The school readiness gap between children from affluent nad lower-income families is narrowing, researchers report. Poor kids are starting with better reading and math skills.
It could be condoms and contraceptives, writes Derek Thompson in The Atlantic.
Teen pregnancy is way down in recent years: The teen birth rate has fallen almost by half since 1990, Thompson writes. Adolescents aren’t having less sex, but they’re much more likely to use contraceptives.
As a result, fewer children are being born to young, single, low-income girls and women.
In the 1970s, most mothers — rich or poor — had children in their early 20s, writes Thompson. That’s changed, writes sociologist Robert Putnam in Our Kids. College graduates are marrying and having children in their late 20s and early 30s, “while moms with just a high-school education or less become moms at the average age of 19.”

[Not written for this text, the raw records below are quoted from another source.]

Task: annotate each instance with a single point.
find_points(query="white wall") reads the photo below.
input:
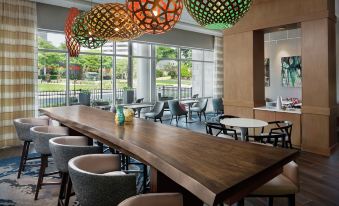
(281, 44)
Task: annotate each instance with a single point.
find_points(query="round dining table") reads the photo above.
(243, 124)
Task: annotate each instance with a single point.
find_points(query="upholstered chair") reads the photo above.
(284, 185)
(157, 112)
(200, 108)
(23, 126)
(63, 149)
(218, 106)
(176, 110)
(41, 136)
(97, 180)
(155, 199)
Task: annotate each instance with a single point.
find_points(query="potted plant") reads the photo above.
(85, 97)
(128, 95)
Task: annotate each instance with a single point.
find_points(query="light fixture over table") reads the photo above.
(72, 45)
(111, 22)
(83, 36)
(155, 16)
(217, 14)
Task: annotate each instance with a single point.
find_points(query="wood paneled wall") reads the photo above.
(244, 69)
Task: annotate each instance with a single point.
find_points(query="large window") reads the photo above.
(121, 72)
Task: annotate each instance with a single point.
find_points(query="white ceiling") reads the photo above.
(186, 21)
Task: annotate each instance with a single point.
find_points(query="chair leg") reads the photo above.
(68, 191)
(44, 160)
(22, 159)
(270, 201)
(291, 200)
(64, 177)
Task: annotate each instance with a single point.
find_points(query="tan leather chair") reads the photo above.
(155, 199)
(284, 185)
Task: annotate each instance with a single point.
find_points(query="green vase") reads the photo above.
(121, 116)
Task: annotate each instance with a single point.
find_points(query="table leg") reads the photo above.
(162, 183)
(244, 131)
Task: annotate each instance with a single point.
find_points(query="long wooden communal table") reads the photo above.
(202, 167)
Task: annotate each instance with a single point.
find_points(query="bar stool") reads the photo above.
(41, 136)
(97, 180)
(23, 126)
(63, 149)
(155, 199)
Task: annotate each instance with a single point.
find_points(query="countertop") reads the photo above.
(274, 109)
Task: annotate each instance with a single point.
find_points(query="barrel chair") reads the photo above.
(23, 126)
(97, 180)
(284, 185)
(63, 149)
(155, 199)
(41, 136)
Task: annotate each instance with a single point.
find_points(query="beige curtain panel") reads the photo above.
(17, 62)
(218, 84)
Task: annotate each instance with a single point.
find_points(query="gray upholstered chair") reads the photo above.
(23, 126)
(176, 110)
(97, 180)
(41, 136)
(155, 199)
(63, 149)
(218, 106)
(284, 185)
(157, 112)
(200, 108)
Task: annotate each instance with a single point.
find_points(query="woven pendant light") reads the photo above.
(72, 45)
(155, 16)
(111, 22)
(83, 36)
(217, 14)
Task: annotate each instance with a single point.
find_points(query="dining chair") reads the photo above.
(281, 127)
(63, 149)
(41, 136)
(284, 185)
(154, 199)
(220, 129)
(22, 127)
(200, 109)
(176, 110)
(98, 180)
(156, 112)
(218, 106)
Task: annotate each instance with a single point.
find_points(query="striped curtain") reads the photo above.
(218, 86)
(18, 21)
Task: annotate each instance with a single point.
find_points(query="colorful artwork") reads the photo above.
(291, 73)
(267, 72)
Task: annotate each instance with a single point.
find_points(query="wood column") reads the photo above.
(244, 73)
(319, 86)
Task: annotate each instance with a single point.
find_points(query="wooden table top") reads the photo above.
(212, 168)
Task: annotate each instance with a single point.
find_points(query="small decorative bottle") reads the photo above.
(120, 117)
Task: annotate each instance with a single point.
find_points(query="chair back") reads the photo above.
(42, 134)
(23, 126)
(195, 96)
(97, 180)
(175, 108)
(218, 104)
(158, 109)
(67, 147)
(203, 104)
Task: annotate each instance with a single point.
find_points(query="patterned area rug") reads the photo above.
(21, 191)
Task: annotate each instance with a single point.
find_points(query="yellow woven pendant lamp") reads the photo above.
(111, 22)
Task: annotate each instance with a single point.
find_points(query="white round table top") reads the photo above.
(243, 122)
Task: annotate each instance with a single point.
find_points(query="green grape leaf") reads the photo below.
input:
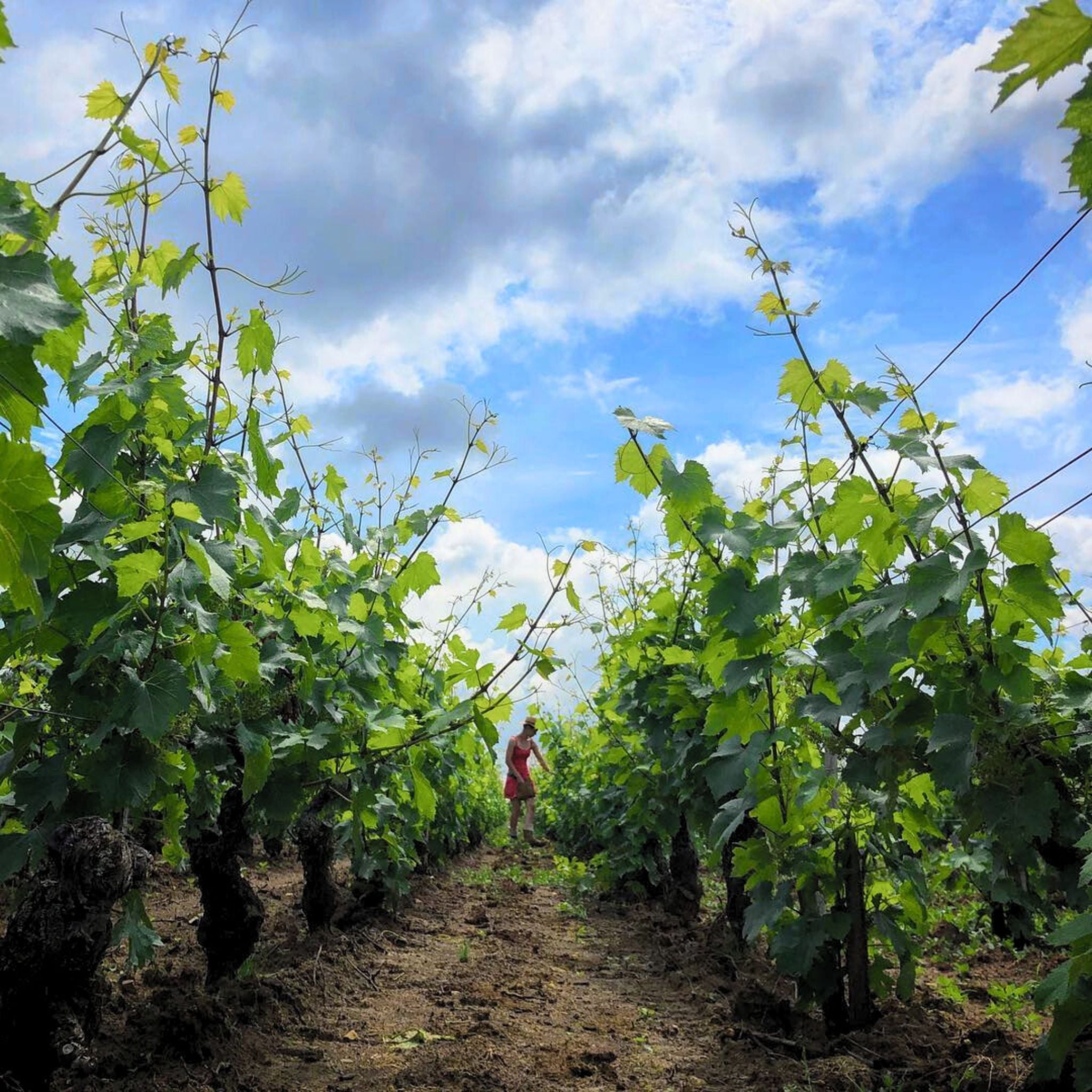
(984, 493)
(515, 619)
(1021, 544)
(951, 752)
(137, 571)
(6, 38)
(652, 426)
(424, 797)
(60, 349)
(123, 772)
(31, 304)
(215, 493)
(229, 197)
(333, 484)
(795, 945)
(802, 390)
(134, 928)
(41, 785)
(258, 759)
(266, 468)
(738, 605)
(1052, 36)
(30, 522)
(420, 575)
(178, 269)
(104, 103)
(13, 218)
(14, 848)
(144, 147)
(240, 656)
(256, 346)
(22, 390)
(689, 491)
(629, 467)
(1028, 587)
(219, 580)
(154, 701)
(571, 595)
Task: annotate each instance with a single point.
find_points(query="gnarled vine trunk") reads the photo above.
(685, 889)
(315, 839)
(51, 990)
(233, 913)
(736, 898)
(857, 994)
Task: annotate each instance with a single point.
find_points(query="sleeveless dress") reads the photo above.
(520, 761)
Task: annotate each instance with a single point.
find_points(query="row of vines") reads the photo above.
(854, 692)
(205, 637)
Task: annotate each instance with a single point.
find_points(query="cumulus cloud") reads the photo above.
(461, 174)
(999, 403)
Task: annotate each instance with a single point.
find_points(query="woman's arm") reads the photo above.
(508, 760)
(539, 755)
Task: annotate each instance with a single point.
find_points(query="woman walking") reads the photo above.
(519, 788)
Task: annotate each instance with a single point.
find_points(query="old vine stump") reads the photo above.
(51, 990)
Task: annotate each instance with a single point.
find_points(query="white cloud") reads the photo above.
(602, 150)
(736, 469)
(1076, 323)
(998, 403)
(595, 384)
(1073, 539)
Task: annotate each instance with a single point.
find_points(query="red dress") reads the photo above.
(520, 761)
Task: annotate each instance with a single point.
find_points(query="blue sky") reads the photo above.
(527, 202)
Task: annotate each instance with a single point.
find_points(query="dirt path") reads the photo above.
(487, 981)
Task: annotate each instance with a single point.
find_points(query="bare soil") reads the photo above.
(484, 981)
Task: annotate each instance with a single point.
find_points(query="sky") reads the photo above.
(528, 203)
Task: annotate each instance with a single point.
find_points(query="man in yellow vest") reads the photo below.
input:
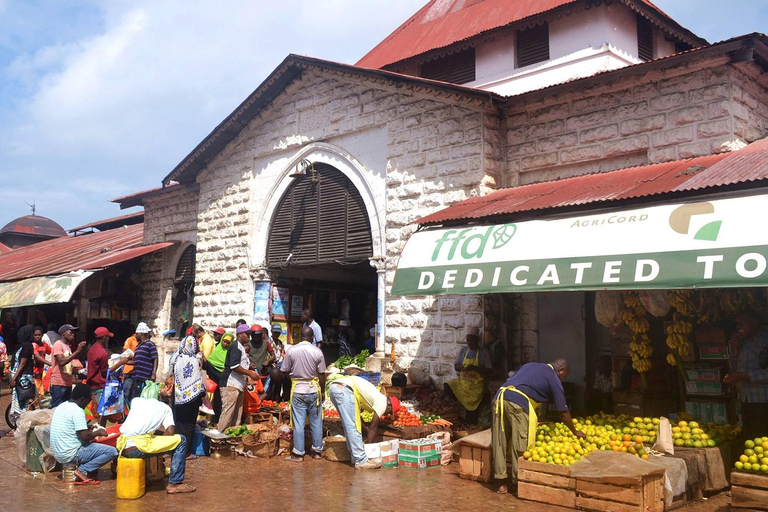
(514, 413)
(473, 366)
(138, 439)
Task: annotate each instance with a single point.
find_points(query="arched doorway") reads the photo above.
(183, 293)
(319, 248)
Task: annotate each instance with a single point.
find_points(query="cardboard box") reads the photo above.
(409, 462)
(713, 351)
(704, 374)
(703, 388)
(710, 336)
(420, 448)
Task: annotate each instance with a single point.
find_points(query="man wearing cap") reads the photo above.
(306, 366)
(62, 367)
(351, 395)
(144, 361)
(98, 364)
(473, 366)
(207, 342)
(309, 321)
(232, 383)
(261, 354)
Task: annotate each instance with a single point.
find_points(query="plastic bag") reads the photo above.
(111, 401)
(655, 302)
(151, 389)
(27, 420)
(664, 443)
(608, 306)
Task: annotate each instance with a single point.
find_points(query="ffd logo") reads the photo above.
(473, 246)
(680, 221)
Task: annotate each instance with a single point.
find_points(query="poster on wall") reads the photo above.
(279, 302)
(261, 301)
(295, 333)
(297, 304)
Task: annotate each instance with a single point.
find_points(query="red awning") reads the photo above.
(84, 252)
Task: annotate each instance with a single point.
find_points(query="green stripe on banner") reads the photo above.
(714, 268)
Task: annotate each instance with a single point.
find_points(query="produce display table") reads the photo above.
(749, 491)
(554, 485)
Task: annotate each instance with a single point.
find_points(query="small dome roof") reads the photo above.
(34, 225)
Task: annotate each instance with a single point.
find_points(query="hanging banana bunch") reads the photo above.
(731, 302)
(708, 309)
(635, 317)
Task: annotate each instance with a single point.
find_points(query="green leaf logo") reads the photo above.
(709, 231)
(503, 234)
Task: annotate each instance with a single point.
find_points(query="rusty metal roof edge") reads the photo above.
(602, 206)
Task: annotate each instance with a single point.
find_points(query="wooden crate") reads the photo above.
(645, 494)
(749, 491)
(545, 483)
(475, 463)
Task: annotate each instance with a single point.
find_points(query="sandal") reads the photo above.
(180, 489)
(87, 481)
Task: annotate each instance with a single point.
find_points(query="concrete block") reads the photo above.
(625, 146)
(672, 137)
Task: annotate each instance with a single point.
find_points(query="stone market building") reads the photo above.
(315, 182)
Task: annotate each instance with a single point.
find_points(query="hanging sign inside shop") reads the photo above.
(708, 244)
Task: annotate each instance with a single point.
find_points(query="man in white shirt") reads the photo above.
(232, 383)
(51, 337)
(138, 441)
(309, 321)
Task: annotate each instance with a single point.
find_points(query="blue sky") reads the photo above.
(102, 99)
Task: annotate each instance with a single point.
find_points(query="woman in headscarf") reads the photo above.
(188, 388)
(22, 378)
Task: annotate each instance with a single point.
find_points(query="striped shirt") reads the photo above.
(68, 419)
(143, 361)
(752, 358)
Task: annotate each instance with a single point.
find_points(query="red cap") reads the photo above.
(395, 404)
(100, 332)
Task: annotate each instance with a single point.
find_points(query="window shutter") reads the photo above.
(458, 68)
(320, 222)
(644, 39)
(185, 269)
(533, 45)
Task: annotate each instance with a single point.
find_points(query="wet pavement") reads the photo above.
(256, 484)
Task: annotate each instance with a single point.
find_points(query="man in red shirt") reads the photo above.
(98, 364)
(42, 350)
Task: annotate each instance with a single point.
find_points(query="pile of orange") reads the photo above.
(403, 418)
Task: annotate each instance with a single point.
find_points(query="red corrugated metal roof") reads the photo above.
(101, 225)
(442, 23)
(85, 252)
(627, 183)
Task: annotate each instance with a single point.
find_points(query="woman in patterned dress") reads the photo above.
(188, 389)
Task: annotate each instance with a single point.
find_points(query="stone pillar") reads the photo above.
(381, 298)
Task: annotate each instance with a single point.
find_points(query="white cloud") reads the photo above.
(119, 109)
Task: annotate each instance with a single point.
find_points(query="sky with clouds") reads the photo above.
(100, 99)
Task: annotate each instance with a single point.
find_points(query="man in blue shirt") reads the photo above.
(72, 442)
(749, 349)
(514, 413)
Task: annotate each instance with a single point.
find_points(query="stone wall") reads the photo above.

An astonishing 65 percent of all mothers with no more than a high-school degree are unmarried at the time of their child’s birth; that figure has tripled since 1980. (By comparison, 90 percent of new moms who finished college are married.) Too often, rich kids have two intentional parents armed with childrearing books and newfangled toys for infants, while poor kids have one accidental parent armed with none of that.
Children born to poor single mothers get less parental attention, writes Thompson. Often the mother is working and the father is absent. The kids miss out on what Putnam calls “Goodnight Moon time.”